AI is already changing how digital marketing teams work in Vietnam.
At Feedforce Vietnam, we do not see AI as something that will simply “take jobs away.” A better way to describe it is this:
AI reduces low-value manual work, but increases the need for judgment, quality control, and business understanding.
This is especially true in digital advertising.
In our daily work, AI is already helping with many tasks that used to take a lot of time.
For example:
This does not mean these tasks disappear completely. But the first draft is much faster now.
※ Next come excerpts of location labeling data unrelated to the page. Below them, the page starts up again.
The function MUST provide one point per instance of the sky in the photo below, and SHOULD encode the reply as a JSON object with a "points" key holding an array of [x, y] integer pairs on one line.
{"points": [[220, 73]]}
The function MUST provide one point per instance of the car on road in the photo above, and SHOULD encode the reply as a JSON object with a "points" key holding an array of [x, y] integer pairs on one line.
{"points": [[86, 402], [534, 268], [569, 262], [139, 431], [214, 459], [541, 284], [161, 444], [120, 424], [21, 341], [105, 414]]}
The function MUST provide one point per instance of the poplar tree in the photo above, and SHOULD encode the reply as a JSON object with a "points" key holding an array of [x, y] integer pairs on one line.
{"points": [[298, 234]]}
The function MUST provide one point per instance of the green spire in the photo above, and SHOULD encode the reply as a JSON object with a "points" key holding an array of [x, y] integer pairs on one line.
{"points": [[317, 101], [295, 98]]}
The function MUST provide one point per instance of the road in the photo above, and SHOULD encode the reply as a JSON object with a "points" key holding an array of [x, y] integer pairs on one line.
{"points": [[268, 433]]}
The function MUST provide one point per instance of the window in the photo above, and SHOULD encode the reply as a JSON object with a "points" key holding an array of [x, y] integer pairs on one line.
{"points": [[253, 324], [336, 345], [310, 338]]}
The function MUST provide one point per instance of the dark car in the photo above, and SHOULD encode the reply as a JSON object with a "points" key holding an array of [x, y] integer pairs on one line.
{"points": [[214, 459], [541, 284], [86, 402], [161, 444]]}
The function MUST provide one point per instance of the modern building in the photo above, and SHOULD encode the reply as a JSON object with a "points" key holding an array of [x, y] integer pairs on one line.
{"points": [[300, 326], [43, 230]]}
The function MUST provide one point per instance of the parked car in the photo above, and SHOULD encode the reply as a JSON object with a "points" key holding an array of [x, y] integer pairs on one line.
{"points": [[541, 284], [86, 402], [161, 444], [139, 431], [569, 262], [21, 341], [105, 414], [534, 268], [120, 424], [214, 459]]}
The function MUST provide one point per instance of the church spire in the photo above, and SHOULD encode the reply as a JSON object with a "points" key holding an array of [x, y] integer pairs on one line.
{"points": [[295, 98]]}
One of the biggest changes is language. In Vietnam, many business teams work across multiple languages such as Vietnamese, English, and Japanese. Before, some client communication tasks required near-native language ability. Now, with AI support, non-native team members can handle more text-based work than before.
This is a positive change. It helps more people join higher-level work.
But it also creates a new challenge.
When AI creates the first draft, humans must become better reviewers.
AI can write natural sentences. But it can also make very confident mistakes.
In advertising reports and proposals, small errors can create big problems. A wrong number, wrong date, wrong reporting period, or wrong source can quickly damage client trust.
So while AI reduces drafting time, it increases the need to check:
Are the numbers correct?
Is the period correct?
Is the source reliable?
Does this match the client’s situation?
Will this actually help the client grow?
This is why managers may feel busier, not less busy. AI allows teams to produce more output, but that also means there is more output to review.
In other words, AI does not remove responsibility. It increases the importance of responsibility.
There is another issue that many companies may face.
In the past, junior members learned through basic tasks: research, translation, meeting notes, reports, and simple ad copy. These tasks were not always exciting, but they helped people understand clients, products, numbers, and business context.
Now AI can do many of these tasks quickly.
That means junior members may lose some opportunities to learn by doing.
This does not mean we should avoid AI. But we need to change how we train people. It is no longer enough to say, “Use AI to make this faster.”
We need to teach people:
How to question AI output.
How to check facts and numbers.
How to understand the business behind the task.
How to improve a draft instead of just accepting it.
The future junior marketer will not be judged only by how fast they can complete a task. They will be judged by how well they can use AI while still thinking independently.
AI can create ad copy. It can summarize data. It can suggest campaign ideas.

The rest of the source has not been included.